En quatrième lieu, M. D... n’a pas sollicité la délivrance d’un titre de séjour et fait l’objet d’une mesure d’éloignement sur le fondement de l’article L. 611-1 du code de l'entrée et du séjour des étrangers et du droit d'asile, l’accord franco-algérien ne comportant aucune stipulation relative à l’éloignement du territoire français. Par suite, M. D... n’est pas fondé à soutenir que c’est à tort que l’accord franco-algérien ne lui a pas été appliqué.

En cinquième lieu, M. D... n’est présent en France que depuis avril 2023.Il est célibataire, sans charge de famille, et travaille sans autorisation depuis avril 2025. Il n’est pas dépourvu d’attaches en Algérie où résident ses parents et ses frères et sœurs et où il a vécu jusqu’à l’âge de 34 ans. Dans ces conditions, la seule circonstance qu’il travaille depuis avril 2025 et que résident en France sa tante et ses cousins ne saurait caractériser une intégration intense et durable en France. Par suite, le moyen tiré de la méconnaissance des stipulations de l’article 8 de la convention européenne de sauvegarde des droits de l'homme et des libertés fondamentales doit être écarté. Pour les mêmes motifs, le moyen tiré de ce que la décision attaquée est entachée d’une erreur manifeste d’appréciation doit également être écarté.

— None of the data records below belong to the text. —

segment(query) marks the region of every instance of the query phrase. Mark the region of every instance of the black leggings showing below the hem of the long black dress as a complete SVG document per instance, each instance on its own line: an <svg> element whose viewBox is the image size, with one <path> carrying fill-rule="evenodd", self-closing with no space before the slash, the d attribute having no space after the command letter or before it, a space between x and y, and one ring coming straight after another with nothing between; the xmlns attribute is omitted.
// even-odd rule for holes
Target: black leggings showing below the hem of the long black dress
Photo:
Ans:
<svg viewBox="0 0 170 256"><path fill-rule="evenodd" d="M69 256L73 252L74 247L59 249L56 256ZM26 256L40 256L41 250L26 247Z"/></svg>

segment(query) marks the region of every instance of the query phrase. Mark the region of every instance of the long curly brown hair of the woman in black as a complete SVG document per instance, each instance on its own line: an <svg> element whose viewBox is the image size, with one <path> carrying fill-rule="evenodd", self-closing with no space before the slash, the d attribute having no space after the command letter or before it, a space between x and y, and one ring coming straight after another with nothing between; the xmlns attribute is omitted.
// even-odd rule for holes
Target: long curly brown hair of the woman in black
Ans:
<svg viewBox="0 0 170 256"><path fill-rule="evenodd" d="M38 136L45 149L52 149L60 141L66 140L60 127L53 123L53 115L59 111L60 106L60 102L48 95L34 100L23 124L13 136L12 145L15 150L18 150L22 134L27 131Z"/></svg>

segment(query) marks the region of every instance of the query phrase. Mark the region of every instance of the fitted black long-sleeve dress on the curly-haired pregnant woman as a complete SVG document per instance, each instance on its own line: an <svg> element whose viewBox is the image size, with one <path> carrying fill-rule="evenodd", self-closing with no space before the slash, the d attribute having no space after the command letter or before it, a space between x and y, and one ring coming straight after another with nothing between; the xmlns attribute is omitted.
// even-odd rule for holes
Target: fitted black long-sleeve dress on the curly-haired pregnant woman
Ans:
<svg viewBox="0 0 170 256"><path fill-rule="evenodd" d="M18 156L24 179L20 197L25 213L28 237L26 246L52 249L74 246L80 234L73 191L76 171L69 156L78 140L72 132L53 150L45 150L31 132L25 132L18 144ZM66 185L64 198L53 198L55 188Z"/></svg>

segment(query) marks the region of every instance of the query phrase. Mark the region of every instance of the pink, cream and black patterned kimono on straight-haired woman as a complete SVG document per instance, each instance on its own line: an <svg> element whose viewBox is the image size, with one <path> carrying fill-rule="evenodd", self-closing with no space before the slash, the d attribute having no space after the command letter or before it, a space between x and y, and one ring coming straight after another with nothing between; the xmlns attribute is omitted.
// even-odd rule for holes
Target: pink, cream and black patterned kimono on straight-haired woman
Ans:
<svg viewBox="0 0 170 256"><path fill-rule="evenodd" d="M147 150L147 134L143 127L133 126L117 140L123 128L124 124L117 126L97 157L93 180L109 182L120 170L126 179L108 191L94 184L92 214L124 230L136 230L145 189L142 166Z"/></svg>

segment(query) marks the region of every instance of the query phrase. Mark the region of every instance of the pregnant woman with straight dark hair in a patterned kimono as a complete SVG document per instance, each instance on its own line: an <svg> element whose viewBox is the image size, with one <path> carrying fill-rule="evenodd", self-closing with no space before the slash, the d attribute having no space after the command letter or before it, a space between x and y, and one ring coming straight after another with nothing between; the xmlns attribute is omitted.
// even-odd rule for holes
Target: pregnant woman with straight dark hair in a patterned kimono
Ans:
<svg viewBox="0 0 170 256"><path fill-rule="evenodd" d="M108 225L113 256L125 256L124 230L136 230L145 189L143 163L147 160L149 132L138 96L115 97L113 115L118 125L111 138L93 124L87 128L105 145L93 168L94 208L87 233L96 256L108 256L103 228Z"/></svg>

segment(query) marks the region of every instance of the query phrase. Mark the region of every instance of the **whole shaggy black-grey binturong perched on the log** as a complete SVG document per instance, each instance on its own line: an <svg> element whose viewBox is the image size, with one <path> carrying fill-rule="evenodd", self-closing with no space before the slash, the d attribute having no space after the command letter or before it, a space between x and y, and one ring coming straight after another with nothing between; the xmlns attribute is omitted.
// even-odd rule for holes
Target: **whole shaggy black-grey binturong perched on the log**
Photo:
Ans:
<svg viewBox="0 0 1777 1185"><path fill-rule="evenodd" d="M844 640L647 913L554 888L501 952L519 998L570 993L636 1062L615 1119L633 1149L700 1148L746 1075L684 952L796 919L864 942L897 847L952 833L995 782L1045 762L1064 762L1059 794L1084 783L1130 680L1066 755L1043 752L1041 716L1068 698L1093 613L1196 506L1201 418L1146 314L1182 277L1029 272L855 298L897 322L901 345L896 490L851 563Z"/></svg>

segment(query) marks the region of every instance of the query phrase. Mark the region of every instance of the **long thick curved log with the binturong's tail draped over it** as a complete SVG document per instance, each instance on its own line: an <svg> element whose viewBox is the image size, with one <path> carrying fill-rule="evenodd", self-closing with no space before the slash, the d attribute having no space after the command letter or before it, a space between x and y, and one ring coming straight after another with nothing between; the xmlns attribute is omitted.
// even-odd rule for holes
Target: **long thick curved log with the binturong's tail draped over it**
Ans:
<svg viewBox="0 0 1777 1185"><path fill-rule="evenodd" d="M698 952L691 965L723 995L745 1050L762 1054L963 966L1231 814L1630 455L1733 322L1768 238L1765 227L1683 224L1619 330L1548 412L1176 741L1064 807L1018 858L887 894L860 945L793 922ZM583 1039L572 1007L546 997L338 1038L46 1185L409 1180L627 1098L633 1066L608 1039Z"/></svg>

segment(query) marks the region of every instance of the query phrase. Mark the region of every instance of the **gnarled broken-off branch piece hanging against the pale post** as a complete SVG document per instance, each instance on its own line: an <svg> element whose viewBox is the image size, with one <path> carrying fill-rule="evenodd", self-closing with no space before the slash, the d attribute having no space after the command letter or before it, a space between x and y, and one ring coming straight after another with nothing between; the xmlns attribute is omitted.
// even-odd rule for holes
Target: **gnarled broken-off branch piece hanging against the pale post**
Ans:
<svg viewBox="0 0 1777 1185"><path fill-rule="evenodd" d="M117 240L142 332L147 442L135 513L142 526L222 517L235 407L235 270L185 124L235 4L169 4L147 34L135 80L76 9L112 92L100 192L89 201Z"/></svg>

Il résulte de l’ensemble de ce qui précède que les conclusions de la requête doivent être rejetées, en ce comprises les conclusions aux fins d’annulation, d’injonction sous astreinte, et au titre des frais exposés et non compris dans les dépens.



D E C I D E :


Article 1er : La requête de M. D... est rejetée.

Article 2 : Le présent jugement sera notifié à M. A... D... et à la préfète de la Drôme.


Délibéré après l'audience du 18 novembre 2025, à laquelle siégeaient :

Mme Bedelet, présidente,
Mme Tocut, première conseillère,
Mme André, première conseillère,

Rendu public par mise à disposition au greffe le 15 décembre 2025.




La rapporteure,

C. Tocut
La présidente,

A. Bedelet






Le greffier,




P. Muller

La République mande et ordonne à la préfète de la Drôme en ce qui la concerne ou à tous huissiers de justice à ce requis en ce qui concerne les voies de droit commun contre les parties privées, de pourvoir à l'exécution de la présente décision.